Facilitate the Parametric Dimension Reduction by Gradient Clipping

TL;DR

This paper introduces a parametric t-SNE method using neural networks with gradient clipping to prevent exploding gradients, enabling efficient, generalizable dimension reduction suitable for streaming data.

Contribution

It presents a novel gradient clipping approach to successfully train neural networks for parametric t-SNE, extending it to other methods like LargeVis and UMAP.

Findings

Achieves embedding quality comparable to non-parametric t-SNE.

Enables efficient handling of streaming data with neural network-based embeddings.

Demonstrates the feasibility of parametric extensions for state-of-the-art methods.

Abstract

We extend a well-known dimension reduction method, t-distributed stochastic neighbor embedding (t-SNE), from non-parametric to parametric by training neural networks.
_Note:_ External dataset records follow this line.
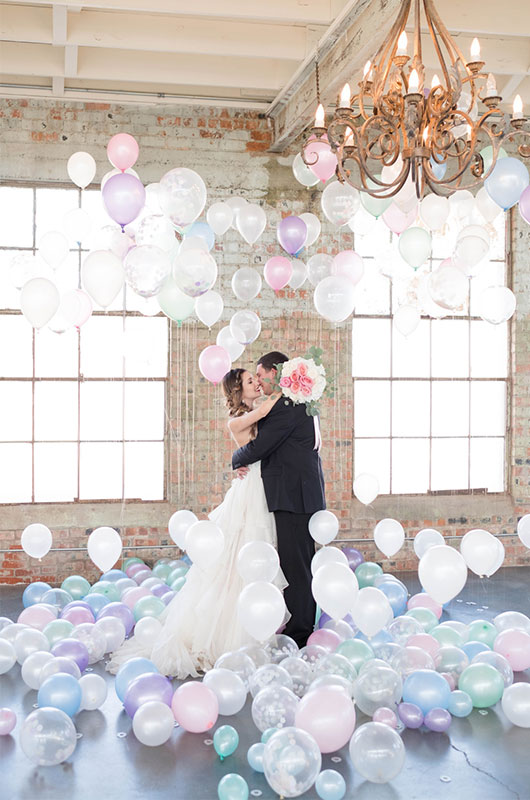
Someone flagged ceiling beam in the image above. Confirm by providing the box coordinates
[52,4,67,46]
[64,44,78,77]
[431,0,530,39]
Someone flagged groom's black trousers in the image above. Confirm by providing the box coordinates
[274,510,316,648]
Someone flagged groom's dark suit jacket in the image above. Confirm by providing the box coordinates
[232,399,326,514]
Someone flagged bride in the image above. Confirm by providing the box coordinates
[107,367,285,679]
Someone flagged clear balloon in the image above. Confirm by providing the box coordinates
[123,244,171,298]
[185,221,216,251]
[217,326,245,361]
[15,628,50,663]
[158,167,207,229]
[20,707,77,765]
[21,523,53,559]
[288,260,308,290]
[237,541,280,583]
[353,660,402,716]
[398,226,432,269]
[477,286,516,325]
[195,290,223,328]
[307,253,333,286]
[237,203,267,244]
[454,225,490,272]
[501,683,530,728]
[226,196,248,229]
[349,722,405,784]
[494,629,530,671]
[207,202,233,235]
[419,194,449,231]
[214,650,256,689]
[231,267,262,302]
[292,153,320,187]
[249,664,293,698]
[136,214,176,251]
[314,276,355,322]
[20,278,60,329]
[331,250,364,286]
[21,650,54,689]
[475,186,503,223]
[81,250,124,309]
[321,181,360,226]
[263,726,321,797]
[299,213,321,247]
[87,526,122,573]
[157,275,195,324]
[94,616,126,652]
[67,151,96,189]
[144,182,161,213]
[382,201,417,234]
[60,289,93,328]
[230,310,261,345]
[198,345,231,385]
[393,304,421,336]
[173,248,217,297]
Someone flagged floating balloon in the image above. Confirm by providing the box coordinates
[460,529,500,577]
[477,286,516,325]
[360,180,393,218]
[449,189,475,223]
[185,221,216,251]
[331,250,363,286]
[299,213,321,247]
[226,196,248,228]
[307,253,333,286]
[519,185,530,225]
[195,290,223,328]
[373,518,405,557]
[414,529,445,559]
[230,310,261,345]
[420,194,449,231]
[87,527,122,573]
[288,259,308,290]
[39,230,69,270]
[398,226,432,269]
[107,133,139,171]
[238,581,286,641]
[157,275,195,324]
[353,473,379,504]
[237,203,267,244]
[428,263,468,310]
[136,214,176,251]
[475,186,503,223]
[207,202,233,235]
[102,173,146,228]
[60,289,93,328]
[311,546,348,576]
[20,277,60,329]
[237,541,280,583]
[419,545,467,604]
[351,587,393,637]
[158,167,207,229]
[21,523,52,559]
[198,345,231,385]
[216,325,245,361]
[454,225,490,273]
[382,201,417,234]
[292,153,320,187]
[173,248,218,297]
[311,563,358,621]
[81,249,124,309]
[321,181,360,226]
[393,304,421,336]
[277,216,307,255]
[305,135,338,183]
[309,511,339,545]
[67,151,96,189]
[123,244,171,298]
[264,256,292,292]
[186,520,225,568]
[231,267,262,302]
[485,157,529,210]
[314,276,355,323]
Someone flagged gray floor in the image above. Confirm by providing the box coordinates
[1,569,530,800]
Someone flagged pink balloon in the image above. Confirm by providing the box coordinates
[133,568,153,585]
[295,685,356,753]
[304,135,338,183]
[126,563,146,578]
[440,672,456,690]
[198,345,231,385]
[102,173,146,228]
[406,633,440,659]
[70,290,92,328]
[61,607,95,626]
[306,628,342,653]
[107,133,139,172]
[0,708,16,736]
[121,586,151,609]
[382,201,418,234]
[407,593,443,619]
[264,256,293,292]
[520,186,530,224]
[17,605,56,630]
[494,629,530,671]
[171,681,218,733]
[373,706,398,728]
[331,250,364,286]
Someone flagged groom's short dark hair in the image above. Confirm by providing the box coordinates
[257,351,288,372]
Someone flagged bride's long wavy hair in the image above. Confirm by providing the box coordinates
[221,368,249,418]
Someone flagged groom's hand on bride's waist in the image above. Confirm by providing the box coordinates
[236,466,249,480]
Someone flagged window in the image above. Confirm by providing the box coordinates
[0,184,168,503]
[352,211,508,495]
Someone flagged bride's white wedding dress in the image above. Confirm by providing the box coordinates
[107,461,286,678]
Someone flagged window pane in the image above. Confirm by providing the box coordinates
[431,438,469,491]
[79,442,123,499]
[431,319,469,378]
[432,381,470,436]
[392,438,429,494]
[353,266,390,315]
[124,382,165,440]
[0,443,32,502]
[469,262,506,315]
[35,188,79,243]
[34,382,78,441]
[81,316,124,378]
[354,438,390,495]
[124,317,168,378]
[0,186,33,247]
[53,253,81,296]
[80,382,123,440]
[124,442,164,500]
[0,382,32,441]
[392,381,430,436]
[354,381,390,437]
[0,251,31,310]
[392,320,430,378]
[355,219,390,257]
[80,189,115,246]
[470,382,506,436]
[0,316,33,376]
[35,327,78,378]
[470,438,505,492]
[352,319,391,377]
[470,321,507,378]
[34,443,78,502]
[489,213,506,260]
The main advantage of a parametric technique is the generalization of handling new data, which is particularly beneficial for streaming data exploration. However, training a neural network to optimize the t-SNE objective function frequently fails. Previous methods overcome this problem by pre-training and then fine-tuning the network. We found that the training failure comes from the gradient exploding problem, which occurs when data points distant in high-dimensional space are projected to nearby embedding positions. Accordingly, we applied the gradient clipping method to solve the problem. Since the networks are trained by directly optimizing the t-SNE objective function, our method achieves an embedding quality that is compatible with the non-parametric t-SNE while enjoying the ability of generalization. Due to mini-batch network training, our parametric dimension reduction method is highly efficient. We further extended other non-parametric state-of-the-art approaches, such as LargeVis and UMAP, to the parametric versions. Experiment results demonstrate the feasibility of our method. Considering its practicability, we will soon release the codes for public use.